Growing the majority of our own herbs has meant that we can pick the most vibrant plants and know they're harvested at their prime. Often, we pick according the bio-dynamic calendar as well, following the moon and planetary cycles for extra potency. We also forage locally and focus on harvesting those plants that grow in abundance in the Beaver Valley and avoid harvesting any at-risk native species. We have a small herb garden, which means we don't go a huge amount of any one plant and often don't grow in rows, but rather build out wild gardens of native species that can spread as they like into surrounding fields and forests. It makes harvesting more difficult for sure, but with small batches made, this isn't a large problem. 



While small batch means our supply may run out, you can be sure that each batch is freshly made. We craft each of our products once per year when those herbs are at their best and most vibrant. When that batch sells out, it's gone until the next batch is crafted the following year. While this may be frustrating for you, the consumer, it's also a guarantee that what you're getting was made recently, not left sitting in a warehouse or on a dusty shelf for years before getting into your hands. 

We compost all unused herbs each spring. When our herbs loose their vibrancy and aroma, they go to our chickens or directly in the compost pile to fertilize the next years's growth.  

When making large batches, companies need to be sure they don't spoil. This means many creams, lotions and serums contain synthetic preservatives. If they don't have a best before date, they absolutely contain preservatives!

Leaves and flowers should be used within one year of harvest while roots can last two years. Although this isn't a strict rule and sometimes when well sealed their potency can last longer, these standards are generally understood in the industry, whether they're adhered to or not.

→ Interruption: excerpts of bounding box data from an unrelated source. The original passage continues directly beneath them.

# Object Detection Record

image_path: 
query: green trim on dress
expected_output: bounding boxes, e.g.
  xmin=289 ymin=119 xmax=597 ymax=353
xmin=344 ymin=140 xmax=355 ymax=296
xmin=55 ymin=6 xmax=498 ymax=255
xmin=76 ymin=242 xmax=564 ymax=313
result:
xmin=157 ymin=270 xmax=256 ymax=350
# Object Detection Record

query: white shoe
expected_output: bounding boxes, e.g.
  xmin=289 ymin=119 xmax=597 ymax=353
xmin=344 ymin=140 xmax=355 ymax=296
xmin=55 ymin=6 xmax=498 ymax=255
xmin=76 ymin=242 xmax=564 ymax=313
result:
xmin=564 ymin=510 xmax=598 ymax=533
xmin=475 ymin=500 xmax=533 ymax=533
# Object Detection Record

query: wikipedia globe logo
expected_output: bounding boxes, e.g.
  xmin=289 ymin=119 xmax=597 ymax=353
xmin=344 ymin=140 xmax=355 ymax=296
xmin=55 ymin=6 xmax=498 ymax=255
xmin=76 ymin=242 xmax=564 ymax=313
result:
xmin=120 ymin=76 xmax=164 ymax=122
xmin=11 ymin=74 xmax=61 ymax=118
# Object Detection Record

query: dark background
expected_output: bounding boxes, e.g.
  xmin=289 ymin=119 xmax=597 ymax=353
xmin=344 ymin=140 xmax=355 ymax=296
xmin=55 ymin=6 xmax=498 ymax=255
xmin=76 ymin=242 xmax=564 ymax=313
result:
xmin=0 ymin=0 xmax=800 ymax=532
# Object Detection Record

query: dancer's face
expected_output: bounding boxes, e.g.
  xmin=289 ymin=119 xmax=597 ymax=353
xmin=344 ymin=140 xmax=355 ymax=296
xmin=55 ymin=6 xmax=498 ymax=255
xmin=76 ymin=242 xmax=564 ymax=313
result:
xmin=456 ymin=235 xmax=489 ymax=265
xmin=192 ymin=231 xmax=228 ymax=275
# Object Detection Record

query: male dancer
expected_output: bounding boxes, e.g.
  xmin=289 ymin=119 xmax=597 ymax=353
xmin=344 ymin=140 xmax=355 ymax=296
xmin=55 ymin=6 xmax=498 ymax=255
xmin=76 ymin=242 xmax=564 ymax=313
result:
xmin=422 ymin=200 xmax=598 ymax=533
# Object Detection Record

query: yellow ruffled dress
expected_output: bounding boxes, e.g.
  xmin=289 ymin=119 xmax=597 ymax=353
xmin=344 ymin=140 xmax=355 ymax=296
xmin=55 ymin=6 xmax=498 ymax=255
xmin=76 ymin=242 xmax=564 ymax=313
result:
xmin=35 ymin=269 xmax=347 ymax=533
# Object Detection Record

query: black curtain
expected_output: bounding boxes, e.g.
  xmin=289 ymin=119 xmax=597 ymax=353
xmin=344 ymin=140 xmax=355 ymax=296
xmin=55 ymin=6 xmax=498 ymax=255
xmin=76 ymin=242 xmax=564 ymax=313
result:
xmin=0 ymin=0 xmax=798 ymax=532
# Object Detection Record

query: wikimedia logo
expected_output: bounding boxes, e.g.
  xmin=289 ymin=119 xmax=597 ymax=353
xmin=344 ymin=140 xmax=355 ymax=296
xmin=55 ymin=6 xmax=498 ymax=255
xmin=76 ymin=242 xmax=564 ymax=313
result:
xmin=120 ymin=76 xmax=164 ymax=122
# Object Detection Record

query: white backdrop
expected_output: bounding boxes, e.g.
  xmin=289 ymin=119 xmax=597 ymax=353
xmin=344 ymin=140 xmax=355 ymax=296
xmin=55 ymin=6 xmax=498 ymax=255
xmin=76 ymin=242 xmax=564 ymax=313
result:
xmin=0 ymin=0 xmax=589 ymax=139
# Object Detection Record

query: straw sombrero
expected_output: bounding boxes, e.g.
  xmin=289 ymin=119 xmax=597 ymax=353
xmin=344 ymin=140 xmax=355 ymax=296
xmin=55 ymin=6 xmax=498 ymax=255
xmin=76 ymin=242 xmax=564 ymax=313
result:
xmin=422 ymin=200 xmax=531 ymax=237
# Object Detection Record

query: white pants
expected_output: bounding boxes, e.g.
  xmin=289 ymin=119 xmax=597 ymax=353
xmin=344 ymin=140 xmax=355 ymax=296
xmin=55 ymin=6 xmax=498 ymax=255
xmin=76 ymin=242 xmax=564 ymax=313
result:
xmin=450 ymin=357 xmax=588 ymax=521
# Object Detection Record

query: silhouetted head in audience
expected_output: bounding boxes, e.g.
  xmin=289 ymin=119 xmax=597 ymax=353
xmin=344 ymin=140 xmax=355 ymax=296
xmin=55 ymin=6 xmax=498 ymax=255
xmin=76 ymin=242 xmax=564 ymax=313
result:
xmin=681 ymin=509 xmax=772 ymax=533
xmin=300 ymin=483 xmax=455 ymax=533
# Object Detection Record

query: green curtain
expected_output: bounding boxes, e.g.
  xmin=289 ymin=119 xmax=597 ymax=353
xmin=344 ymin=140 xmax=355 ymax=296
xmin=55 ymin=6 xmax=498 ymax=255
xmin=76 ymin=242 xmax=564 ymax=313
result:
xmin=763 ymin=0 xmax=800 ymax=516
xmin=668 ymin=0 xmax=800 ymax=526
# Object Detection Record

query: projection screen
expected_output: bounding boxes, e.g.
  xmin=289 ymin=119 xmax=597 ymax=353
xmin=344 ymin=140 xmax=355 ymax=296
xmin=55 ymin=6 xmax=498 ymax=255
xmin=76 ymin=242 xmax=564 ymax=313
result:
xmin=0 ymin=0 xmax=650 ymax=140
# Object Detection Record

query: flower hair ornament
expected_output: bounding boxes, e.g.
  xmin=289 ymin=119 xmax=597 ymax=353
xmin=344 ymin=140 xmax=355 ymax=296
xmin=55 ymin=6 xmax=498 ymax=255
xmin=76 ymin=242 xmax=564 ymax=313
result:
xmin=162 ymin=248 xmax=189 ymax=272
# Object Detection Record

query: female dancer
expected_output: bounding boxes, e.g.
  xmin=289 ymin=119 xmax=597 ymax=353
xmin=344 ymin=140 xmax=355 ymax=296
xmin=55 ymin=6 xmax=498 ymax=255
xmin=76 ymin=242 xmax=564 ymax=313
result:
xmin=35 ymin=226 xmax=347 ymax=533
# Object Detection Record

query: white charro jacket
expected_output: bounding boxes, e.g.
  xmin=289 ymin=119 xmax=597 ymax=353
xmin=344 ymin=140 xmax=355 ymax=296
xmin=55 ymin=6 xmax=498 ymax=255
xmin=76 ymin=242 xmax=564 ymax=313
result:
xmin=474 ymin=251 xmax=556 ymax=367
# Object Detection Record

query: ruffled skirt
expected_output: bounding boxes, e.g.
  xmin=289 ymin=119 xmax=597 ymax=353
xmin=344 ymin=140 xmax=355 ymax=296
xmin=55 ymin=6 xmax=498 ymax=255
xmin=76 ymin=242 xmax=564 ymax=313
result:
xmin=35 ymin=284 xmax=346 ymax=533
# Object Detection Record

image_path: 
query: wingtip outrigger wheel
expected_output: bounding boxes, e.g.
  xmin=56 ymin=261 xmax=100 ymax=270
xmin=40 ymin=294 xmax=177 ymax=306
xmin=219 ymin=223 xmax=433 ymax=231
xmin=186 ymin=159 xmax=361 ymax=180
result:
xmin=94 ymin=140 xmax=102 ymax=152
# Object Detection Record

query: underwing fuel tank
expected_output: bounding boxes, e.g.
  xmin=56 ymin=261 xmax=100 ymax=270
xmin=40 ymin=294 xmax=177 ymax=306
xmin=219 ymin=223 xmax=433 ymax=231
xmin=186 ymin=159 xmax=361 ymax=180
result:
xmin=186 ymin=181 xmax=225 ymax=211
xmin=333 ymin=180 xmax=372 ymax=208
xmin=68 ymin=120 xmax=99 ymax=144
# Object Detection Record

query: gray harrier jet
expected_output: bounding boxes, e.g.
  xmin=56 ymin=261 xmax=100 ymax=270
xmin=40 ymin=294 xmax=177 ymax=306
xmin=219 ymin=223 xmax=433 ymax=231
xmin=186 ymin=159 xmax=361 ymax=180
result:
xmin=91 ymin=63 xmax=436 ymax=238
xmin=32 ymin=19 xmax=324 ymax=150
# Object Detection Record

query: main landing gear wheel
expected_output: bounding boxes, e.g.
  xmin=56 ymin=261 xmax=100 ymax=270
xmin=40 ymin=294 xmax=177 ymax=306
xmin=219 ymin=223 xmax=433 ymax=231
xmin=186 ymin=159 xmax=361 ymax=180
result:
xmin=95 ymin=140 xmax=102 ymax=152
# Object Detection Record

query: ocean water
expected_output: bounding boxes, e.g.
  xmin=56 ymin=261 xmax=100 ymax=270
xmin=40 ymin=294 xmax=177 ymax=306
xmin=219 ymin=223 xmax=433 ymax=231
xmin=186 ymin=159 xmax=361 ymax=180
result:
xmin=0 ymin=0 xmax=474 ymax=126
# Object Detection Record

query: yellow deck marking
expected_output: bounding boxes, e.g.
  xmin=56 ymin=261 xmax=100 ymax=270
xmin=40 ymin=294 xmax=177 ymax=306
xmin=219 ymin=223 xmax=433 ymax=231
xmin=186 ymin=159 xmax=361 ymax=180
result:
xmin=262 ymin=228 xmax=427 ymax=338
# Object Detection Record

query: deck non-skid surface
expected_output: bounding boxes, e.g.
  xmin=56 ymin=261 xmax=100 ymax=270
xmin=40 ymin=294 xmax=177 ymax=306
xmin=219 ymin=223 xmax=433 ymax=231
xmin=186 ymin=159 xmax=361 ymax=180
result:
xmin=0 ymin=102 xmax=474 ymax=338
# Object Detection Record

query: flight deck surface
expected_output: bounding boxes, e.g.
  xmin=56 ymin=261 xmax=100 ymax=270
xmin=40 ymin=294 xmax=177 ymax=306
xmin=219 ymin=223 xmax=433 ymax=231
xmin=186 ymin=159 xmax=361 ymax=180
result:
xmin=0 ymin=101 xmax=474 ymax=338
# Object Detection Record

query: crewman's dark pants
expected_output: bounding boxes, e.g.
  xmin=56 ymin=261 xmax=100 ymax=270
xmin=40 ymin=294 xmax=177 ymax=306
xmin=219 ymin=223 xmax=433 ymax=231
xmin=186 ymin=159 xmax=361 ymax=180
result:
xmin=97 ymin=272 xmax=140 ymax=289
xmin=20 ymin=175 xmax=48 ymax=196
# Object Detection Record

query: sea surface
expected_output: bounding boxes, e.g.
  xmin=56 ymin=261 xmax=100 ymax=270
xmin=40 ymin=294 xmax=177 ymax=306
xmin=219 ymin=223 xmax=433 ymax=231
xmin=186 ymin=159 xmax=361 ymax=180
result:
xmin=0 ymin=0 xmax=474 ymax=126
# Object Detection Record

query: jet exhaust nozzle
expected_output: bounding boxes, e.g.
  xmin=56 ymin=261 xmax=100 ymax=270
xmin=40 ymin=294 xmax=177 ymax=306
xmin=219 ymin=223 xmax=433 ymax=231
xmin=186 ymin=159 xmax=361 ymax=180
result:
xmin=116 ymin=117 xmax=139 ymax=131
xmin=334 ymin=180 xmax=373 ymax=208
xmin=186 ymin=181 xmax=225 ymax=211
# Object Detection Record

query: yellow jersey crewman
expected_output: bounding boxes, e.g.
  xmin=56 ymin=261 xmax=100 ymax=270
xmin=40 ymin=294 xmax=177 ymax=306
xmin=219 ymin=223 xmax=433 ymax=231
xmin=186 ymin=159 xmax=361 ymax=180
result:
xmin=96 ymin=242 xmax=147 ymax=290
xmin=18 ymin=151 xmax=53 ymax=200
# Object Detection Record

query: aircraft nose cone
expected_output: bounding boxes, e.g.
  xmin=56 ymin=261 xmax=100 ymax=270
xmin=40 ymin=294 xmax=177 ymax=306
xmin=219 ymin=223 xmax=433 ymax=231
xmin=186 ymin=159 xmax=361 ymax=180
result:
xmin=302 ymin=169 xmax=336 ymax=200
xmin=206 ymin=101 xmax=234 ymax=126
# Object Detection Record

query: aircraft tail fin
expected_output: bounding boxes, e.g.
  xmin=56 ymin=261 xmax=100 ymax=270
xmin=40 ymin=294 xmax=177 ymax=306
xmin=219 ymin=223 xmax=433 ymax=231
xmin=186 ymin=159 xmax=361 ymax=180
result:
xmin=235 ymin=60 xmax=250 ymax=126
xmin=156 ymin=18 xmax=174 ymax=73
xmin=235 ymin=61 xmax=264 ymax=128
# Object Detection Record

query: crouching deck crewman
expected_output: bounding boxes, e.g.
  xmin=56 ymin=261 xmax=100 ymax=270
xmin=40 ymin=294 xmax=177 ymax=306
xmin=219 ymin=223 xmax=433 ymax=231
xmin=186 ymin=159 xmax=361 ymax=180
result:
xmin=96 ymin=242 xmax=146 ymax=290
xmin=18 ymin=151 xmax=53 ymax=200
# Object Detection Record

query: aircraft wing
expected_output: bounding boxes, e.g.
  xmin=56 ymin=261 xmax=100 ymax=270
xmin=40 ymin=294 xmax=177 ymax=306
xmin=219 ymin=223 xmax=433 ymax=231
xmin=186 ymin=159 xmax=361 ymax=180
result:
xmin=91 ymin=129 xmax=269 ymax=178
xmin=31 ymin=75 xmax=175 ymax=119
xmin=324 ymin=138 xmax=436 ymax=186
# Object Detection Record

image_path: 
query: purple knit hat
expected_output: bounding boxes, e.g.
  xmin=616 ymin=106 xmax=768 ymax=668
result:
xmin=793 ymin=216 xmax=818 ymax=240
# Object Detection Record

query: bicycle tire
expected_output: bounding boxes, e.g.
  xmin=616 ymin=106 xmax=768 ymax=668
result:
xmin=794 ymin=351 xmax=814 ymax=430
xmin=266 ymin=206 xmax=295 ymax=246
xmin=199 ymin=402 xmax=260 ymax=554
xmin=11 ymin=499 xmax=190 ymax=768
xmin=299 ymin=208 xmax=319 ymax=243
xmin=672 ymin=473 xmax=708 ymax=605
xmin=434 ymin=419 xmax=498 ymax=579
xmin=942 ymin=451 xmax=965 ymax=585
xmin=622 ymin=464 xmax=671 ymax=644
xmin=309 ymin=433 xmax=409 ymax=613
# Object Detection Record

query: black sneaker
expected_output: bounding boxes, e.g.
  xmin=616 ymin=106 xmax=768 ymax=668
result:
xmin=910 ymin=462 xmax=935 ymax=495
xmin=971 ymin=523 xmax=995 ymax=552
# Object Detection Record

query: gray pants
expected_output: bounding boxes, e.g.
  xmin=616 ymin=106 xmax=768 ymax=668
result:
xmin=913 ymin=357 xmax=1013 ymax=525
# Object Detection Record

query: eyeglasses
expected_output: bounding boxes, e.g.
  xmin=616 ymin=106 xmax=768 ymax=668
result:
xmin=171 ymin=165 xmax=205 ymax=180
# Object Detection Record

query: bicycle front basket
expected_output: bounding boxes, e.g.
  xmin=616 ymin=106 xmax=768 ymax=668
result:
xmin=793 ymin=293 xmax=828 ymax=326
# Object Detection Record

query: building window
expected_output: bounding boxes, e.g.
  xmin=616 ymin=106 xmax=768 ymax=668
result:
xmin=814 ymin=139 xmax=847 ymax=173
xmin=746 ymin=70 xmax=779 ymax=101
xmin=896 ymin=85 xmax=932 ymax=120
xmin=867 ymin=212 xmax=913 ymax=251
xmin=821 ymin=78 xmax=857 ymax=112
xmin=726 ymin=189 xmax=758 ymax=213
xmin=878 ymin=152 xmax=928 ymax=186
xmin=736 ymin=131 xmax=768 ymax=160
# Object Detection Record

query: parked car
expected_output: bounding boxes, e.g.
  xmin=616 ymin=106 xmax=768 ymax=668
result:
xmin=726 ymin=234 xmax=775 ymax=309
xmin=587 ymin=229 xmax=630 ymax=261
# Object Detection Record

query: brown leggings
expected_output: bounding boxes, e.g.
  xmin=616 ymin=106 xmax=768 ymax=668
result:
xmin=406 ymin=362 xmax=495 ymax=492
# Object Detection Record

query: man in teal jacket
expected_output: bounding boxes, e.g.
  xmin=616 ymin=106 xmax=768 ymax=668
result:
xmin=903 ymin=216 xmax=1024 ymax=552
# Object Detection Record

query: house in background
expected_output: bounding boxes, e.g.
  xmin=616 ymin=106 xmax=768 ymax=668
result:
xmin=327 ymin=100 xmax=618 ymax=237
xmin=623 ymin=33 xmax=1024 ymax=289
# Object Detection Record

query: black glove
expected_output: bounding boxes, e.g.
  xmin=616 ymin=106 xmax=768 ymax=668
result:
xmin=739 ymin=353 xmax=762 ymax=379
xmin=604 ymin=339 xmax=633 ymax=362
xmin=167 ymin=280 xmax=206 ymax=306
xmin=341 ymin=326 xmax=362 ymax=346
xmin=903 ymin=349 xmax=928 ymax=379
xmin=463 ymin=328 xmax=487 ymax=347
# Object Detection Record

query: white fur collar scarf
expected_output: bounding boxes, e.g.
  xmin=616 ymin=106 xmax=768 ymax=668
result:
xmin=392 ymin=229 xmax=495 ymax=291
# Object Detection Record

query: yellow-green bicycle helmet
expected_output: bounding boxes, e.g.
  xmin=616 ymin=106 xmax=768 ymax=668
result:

I've purchased teas that were so 'dusty' and lacked all vibrancy that I composted them instead. I've also purchased salves that had the funk of expired oils although often this marker of spoilage is masked with the addition of essential oils. Alternatively, I've been pleasantly surprised when after some time a lip-balm in my purse  suddenly smelled of spoilage! It lets me know the company isn't using huge amounts of EO's or using synthetic preservatives. 


In the end, we feel that using fresh plants has provided our small batch products with the vibrancy and energy that we hoped for. And while it may not be industry standard practice, it holds to the standard of potency, efficacy and frequency we hold dear.